The research record is less clear-cut than the political language. A 2025 Richmond Fed analysis found that firms often expand after hiring H-1B workers and found no evidence that those hires displaced native college-educated workers. Mercatus has also said most research does not show broad wage declines or an overall drop in American jobs, though some negative effects appear in narrower settings, including some academic jobs.

FY 2027 H-1B Milestone Date
Registration period Early to mid-March 2026
Selection notices Late March 2026
Petition filing window opens April 1, 2026
Petition filing window closes June 30, 2026
Earliest employment start date October 1, 2026

📅 Key Date: Selected FY 2027 cap cases must be filed by the deadline listed on the USCIS selection notice, within the broader April 1 to June 30, 2026 filing period.

The Meta dispute lands in the middle of that timeline because the cap system is not only about selection odds. It is also about wage compliance and job classification. Employers must pay at least the higher of the prevailing wage or the actual wage for the role. The wage level depends on the SOC code and worksite location, with Level I covering entry roles and Level IV covering the most experienced positions.

USCIS has given closer review to cases with broad job duties, weak degree links, client-site placement issues, and Level I wages. That matters in tech, where job titles can be vague and job descriptions often overlap. An employer that files for a software role should be prepared to show why the position qualifies as a specialty occupation and why the salary fits the duties.

⚠️ Employer Alert: The required government fees remain the employer’s burden for core H-1B costs, including the $215 registration fee, $780 Form I-129 fee, $500 fraud fee, and the $750 or $1,500 ACWIA fee.

H-1B Fee Amount Required
Registration $215 Yes
Form I-129 filing $780 Yes
ACWIA fee $750 to $1,500 Yes
Fraud prevention fee $500 Yes
Premium processing $2,805 No

What happens next depends on selection status. A selected beneficiary can move to the petition stage, which includes the certified Labor Condition Application, Form I-129, supporting evidence for the specialty occupation, and wage documentation. If approved under the cap, the earliest work start date remains October 1, 2026.

A worker who was not selected in the FY 2027 lottery does not have many cap-subject options until the next cycle. USCIS can run additional selections if enough approved petitions do not materialize, but there is no guarantee. Cap-exempt jobs at universities, nonprofit research organizations, and related entities remain available year-round.

Other alternatives depend on the facts of the case. An O-1 may fit workers with sustained national or international acclaim. An L-1 may work for intracompany transferees who spent at least one continuous year abroad with a related entity. Treaty-based categories and employment authorization through another status may also be relevant, but each route has separate rules and evidence standards.

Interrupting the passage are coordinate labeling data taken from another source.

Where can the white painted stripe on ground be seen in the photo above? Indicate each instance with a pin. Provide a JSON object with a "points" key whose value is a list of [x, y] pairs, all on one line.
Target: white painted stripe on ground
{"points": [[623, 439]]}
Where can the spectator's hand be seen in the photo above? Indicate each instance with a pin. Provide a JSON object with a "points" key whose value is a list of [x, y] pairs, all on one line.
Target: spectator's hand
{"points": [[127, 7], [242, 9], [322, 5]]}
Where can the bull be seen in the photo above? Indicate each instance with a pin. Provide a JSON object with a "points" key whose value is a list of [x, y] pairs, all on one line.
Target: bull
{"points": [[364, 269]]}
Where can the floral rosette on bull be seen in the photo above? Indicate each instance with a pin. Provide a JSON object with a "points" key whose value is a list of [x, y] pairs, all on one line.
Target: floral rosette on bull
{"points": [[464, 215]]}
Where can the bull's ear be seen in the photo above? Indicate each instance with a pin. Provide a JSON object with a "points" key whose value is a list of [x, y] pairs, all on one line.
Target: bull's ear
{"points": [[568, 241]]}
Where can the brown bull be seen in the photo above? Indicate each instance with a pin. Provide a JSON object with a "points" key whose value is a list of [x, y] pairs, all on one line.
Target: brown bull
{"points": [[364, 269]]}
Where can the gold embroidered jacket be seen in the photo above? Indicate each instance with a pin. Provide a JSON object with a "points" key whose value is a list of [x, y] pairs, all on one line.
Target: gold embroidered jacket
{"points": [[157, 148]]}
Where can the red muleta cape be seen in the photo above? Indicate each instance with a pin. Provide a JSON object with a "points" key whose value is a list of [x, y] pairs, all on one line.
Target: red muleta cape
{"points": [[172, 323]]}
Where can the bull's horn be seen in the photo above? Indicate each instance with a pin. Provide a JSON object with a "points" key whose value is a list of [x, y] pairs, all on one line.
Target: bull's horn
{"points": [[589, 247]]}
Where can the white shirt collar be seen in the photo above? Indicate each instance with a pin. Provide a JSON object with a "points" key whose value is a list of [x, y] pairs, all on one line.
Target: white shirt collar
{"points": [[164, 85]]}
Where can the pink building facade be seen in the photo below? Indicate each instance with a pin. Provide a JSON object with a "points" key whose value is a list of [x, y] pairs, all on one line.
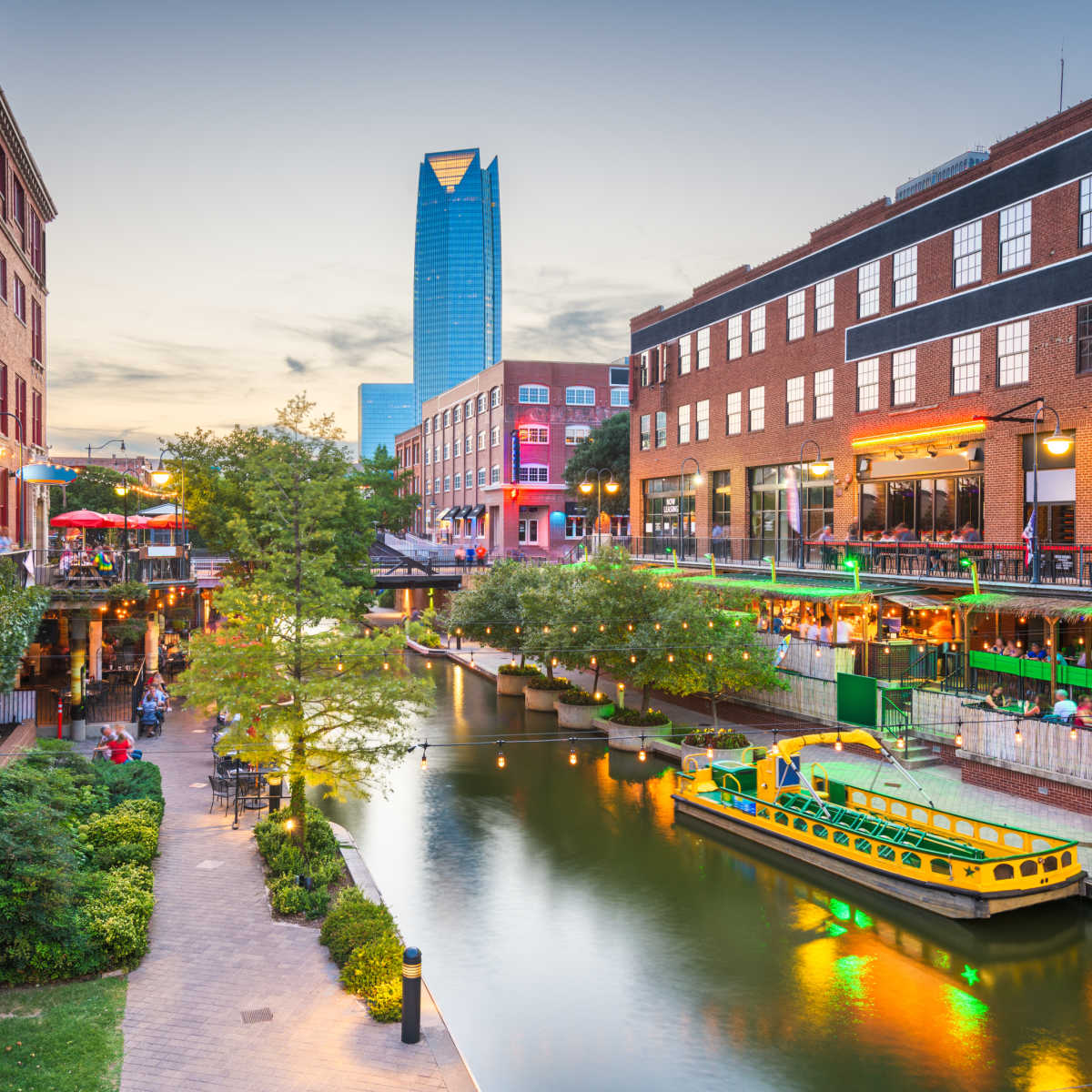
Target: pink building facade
{"points": [[489, 456]]}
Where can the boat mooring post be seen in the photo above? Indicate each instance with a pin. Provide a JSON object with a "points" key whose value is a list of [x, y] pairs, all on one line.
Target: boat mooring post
{"points": [[410, 995]]}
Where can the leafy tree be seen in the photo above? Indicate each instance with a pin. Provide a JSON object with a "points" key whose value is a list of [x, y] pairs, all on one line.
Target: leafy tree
{"points": [[606, 448], [317, 698]]}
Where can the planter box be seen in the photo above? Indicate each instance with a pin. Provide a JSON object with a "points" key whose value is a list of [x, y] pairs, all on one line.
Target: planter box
{"points": [[628, 737], [512, 683], [541, 700], [580, 716]]}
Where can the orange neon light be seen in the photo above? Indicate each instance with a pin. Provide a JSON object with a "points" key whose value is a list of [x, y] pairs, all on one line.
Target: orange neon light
{"points": [[920, 434]]}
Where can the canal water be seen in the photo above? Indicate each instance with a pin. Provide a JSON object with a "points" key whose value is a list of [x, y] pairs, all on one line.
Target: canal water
{"points": [[578, 938]]}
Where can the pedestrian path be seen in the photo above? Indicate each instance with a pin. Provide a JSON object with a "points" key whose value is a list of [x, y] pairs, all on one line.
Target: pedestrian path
{"points": [[217, 961]]}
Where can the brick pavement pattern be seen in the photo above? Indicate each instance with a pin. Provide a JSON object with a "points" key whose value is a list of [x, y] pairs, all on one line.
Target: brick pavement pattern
{"points": [[216, 951]]}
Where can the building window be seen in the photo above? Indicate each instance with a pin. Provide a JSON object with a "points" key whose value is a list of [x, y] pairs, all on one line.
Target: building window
{"points": [[905, 289], [535, 394], [734, 414], [1013, 354], [1087, 211], [966, 254], [966, 363], [868, 289], [756, 405], [735, 337], [685, 355], [794, 401], [868, 385], [703, 361], [1085, 339], [758, 329], [824, 397], [1016, 238], [824, 305], [905, 378], [794, 325]]}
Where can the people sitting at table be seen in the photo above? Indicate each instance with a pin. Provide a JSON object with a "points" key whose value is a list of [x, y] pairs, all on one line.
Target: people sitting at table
{"points": [[1064, 707]]}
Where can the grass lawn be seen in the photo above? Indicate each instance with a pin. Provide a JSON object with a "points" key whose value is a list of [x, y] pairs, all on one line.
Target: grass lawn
{"points": [[63, 1038]]}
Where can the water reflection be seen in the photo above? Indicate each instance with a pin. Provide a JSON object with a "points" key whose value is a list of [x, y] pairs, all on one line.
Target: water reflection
{"points": [[577, 936]]}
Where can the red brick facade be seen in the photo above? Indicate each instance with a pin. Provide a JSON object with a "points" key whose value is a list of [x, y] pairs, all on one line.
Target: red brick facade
{"points": [[1052, 354]]}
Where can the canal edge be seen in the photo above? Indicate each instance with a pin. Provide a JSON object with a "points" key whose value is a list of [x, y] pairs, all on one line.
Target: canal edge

💼 Employee Tip: Check the SOC code, wage level, worksite address, and degree field listed in the petition. A title alone does not show whether the offered role matches H-1B rules.

The broader evidence does not prove a simple link between Meta’s H-1B use and net U.S. job loss. It does show why the company has drawn scrutiny. Labor advocates and past White House statements say large H-1B users can depress pay or shift work offshore. Economic studies often show expansion, mixed labor effects, or no measurable displacement of college-educated native workers.

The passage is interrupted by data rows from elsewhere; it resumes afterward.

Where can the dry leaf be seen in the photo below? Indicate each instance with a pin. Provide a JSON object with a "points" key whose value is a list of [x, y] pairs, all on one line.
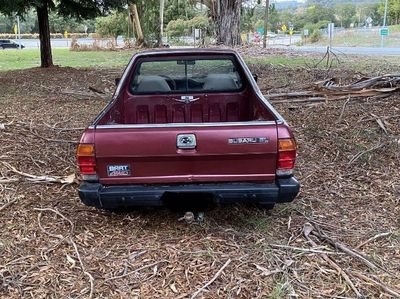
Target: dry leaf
{"points": [[71, 261], [69, 179], [173, 288]]}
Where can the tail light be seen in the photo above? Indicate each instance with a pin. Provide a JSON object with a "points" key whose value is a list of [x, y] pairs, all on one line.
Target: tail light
{"points": [[286, 156], [87, 161]]}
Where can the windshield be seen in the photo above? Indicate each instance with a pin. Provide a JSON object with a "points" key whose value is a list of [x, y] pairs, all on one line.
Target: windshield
{"points": [[186, 75]]}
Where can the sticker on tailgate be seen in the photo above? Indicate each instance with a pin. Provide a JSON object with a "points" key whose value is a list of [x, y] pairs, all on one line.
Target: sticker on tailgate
{"points": [[118, 170], [248, 140]]}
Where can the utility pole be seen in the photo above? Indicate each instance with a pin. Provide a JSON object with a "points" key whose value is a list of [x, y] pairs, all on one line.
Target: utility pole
{"points": [[19, 33], [265, 23], [384, 23]]}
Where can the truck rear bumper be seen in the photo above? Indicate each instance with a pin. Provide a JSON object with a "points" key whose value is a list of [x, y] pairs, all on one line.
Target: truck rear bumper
{"points": [[120, 196]]}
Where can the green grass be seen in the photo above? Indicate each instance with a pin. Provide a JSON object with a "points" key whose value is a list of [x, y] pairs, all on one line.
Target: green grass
{"points": [[352, 38], [27, 58], [279, 60]]}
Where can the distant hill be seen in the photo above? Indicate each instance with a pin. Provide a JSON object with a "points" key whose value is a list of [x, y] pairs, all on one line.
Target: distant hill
{"points": [[295, 4], [288, 4]]}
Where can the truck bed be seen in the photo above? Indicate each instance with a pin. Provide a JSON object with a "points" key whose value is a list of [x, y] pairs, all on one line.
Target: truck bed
{"points": [[168, 131]]}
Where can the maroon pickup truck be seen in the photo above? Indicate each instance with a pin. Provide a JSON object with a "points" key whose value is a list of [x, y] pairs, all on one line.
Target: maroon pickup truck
{"points": [[187, 123]]}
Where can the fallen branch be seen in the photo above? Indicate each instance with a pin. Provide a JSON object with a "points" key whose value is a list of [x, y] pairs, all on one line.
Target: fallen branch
{"points": [[307, 229], [135, 271], [6, 205], [343, 109], [384, 287], [212, 280], [347, 250], [67, 240], [378, 236], [359, 154], [91, 279], [82, 95], [310, 250], [40, 179]]}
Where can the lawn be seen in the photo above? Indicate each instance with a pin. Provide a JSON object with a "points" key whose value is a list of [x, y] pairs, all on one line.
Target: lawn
{"points": [[364, 38], [27, 58], [30, 58]]}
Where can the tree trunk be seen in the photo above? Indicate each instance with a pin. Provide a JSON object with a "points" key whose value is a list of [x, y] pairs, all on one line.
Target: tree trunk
{"points": [[228, 22], [266, 20], [44, 35]]}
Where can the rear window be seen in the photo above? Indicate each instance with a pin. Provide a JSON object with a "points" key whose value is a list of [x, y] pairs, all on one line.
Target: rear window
{"points": [[186, 75]]}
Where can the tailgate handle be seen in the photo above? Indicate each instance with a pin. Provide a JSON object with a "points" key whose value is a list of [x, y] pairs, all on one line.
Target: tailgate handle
{"points": [[186, 141], [186, 99]]}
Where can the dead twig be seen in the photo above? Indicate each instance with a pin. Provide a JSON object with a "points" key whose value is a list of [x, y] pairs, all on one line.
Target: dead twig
{"points": [[91, 279], [359, 154], [6, 205], [384, 287], [310, 250], [376, 237], [43, 178], [347, 250], [212, 279], [306, 232], [343, 109], [135, 271]]}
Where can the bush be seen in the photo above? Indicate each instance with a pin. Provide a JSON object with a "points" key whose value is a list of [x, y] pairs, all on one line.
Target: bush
{"points": [[182, 27], [36, 35], [315, 36]]}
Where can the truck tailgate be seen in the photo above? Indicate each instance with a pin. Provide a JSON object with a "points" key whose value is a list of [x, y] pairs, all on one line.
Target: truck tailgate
{"points": [[156, 155]]}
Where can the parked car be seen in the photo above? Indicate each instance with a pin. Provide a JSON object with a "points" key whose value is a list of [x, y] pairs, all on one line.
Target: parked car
{"points": [[187, 122], [9, 44]]}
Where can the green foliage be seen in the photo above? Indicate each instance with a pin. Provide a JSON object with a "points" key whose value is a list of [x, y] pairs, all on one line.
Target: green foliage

That tension is likely to remain in the next cycle. Employers planning for FY 2028 should expect the next registration window in March 2027, with selections by late March and cap filings starting April 1, 2027. Petition preparation should begin months earlier, especially where prevailing wage review, degree evaluations, or third-party placement documents are involved.

Employers still in the FY 2027 filing window should confirm the Labor Condition Application matches the offered worksite, salary, and job duties before filing. Employees should review whether the offered pay meets the prevailing wage level for the listed occupation and area, and whether the degree requirement is tied directly to the job. Both sides should keep the USCIS cap notice, filing deadline, and approval timeline in view before the October 1, 2026 start date.